I had previously looked into the Kerdi stuff, and I still may decide to go with that for the walls. As for the pan, the initial drawback I found was that they only offer 4 sizes of pre-fab pans, none of which matched my measurements. After further research and a conversation with a local dealer / supplier though, those pans can be trimmed to size in most applications, the question being whether the drain location is compatible with one of them. (I'm really, really trying to stay away from knocking out the floor and relocating the drain.) I'm expecting a call back tomorrow to see if the measurements will allow for this, or if any kind of custom sizes are available.

the Real Dan, the plumbing is ABS, not iron (even though it totally does look like rusted iron pipe in that photo). This is all new construction, 10 years old, so there's no iron to deal with. Otherwise I would share your sentiment about not backfilling that hole. Your suggestion of using a sand layer makes complete sense; I'll be filling with sand (or more clay soil from outside identical to what's already down there) up to the bottom of the existing slab and fill concrete from there. (If I decide to go with a Kerdi pan I'll need to leave some room around the drain riser to tie in the Kerdi drain.)

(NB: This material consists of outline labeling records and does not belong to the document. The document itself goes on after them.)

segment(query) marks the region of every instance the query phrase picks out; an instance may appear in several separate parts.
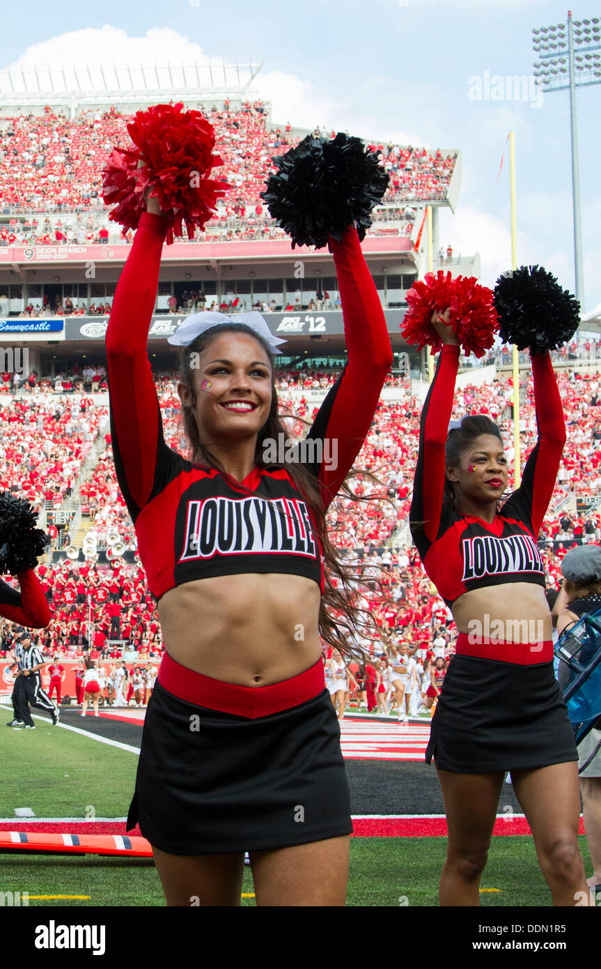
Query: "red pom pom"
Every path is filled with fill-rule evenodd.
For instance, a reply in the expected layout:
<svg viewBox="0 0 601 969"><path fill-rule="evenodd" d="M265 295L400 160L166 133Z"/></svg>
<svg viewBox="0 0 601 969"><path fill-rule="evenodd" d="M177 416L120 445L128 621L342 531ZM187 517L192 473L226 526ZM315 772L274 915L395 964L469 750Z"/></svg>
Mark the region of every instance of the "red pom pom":
<svg viewBox="0 0 601 969"><path fill-rule="evenodd" d="M103 172L103 198L115 205L108 218L124 230L136 229L149 191L167 220L167 244L183 234L182 223L190 238L196 228L202 232L217 200L230 187L209 178L211 170L224 164L213 154L213 126L200 111L182 111L183 107L154 105L136 111L128 124L135 147L113 149Z"/></svg>
<svg viewBox="0 0 601 969"><path fill-rule="evenodd" d="M438 269L426 273L423 282L413 283L406 295L408 310L401 324L407 343L421 350L427 344L435 354L442 341L430 322L435 310L442 315L450 309L451 329L466 354L483 357L495 342L498 318L493 291L480 286L474 276L456 276Z"/></svg>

The two basement bath drain points (shower and sink) have their own vent stack already, separate from the stack that serves the upstairs, so no worries there.
posted by SquidLips at 7:07 PM on March 24, 2013

I used one of the offset schluter pans for my really oddly shaped shower that is shoe horned in already tiny bathroom in the upper story of a 100 year old house. So they can totally be trimmed to fit. I used a pizza cutter and a snap blade knife to trim mine-they are essentially a big heavy piece of high density Styrofoam. BTW the kits schluter sells have pretty much everything you need in the kit-i ended up buying too much cause i didn't know that.
posted by bartonlong at 3:51 PM on March 25, 2013

I just want to say that if the preformed pans don't work for you doing a conventional screeded mortar bed isn't very hard and is fairly forgiving of mistakes. The first and only pan I did was for a 6x7 shower with barrier free entrance and it turned out great. Cheap too.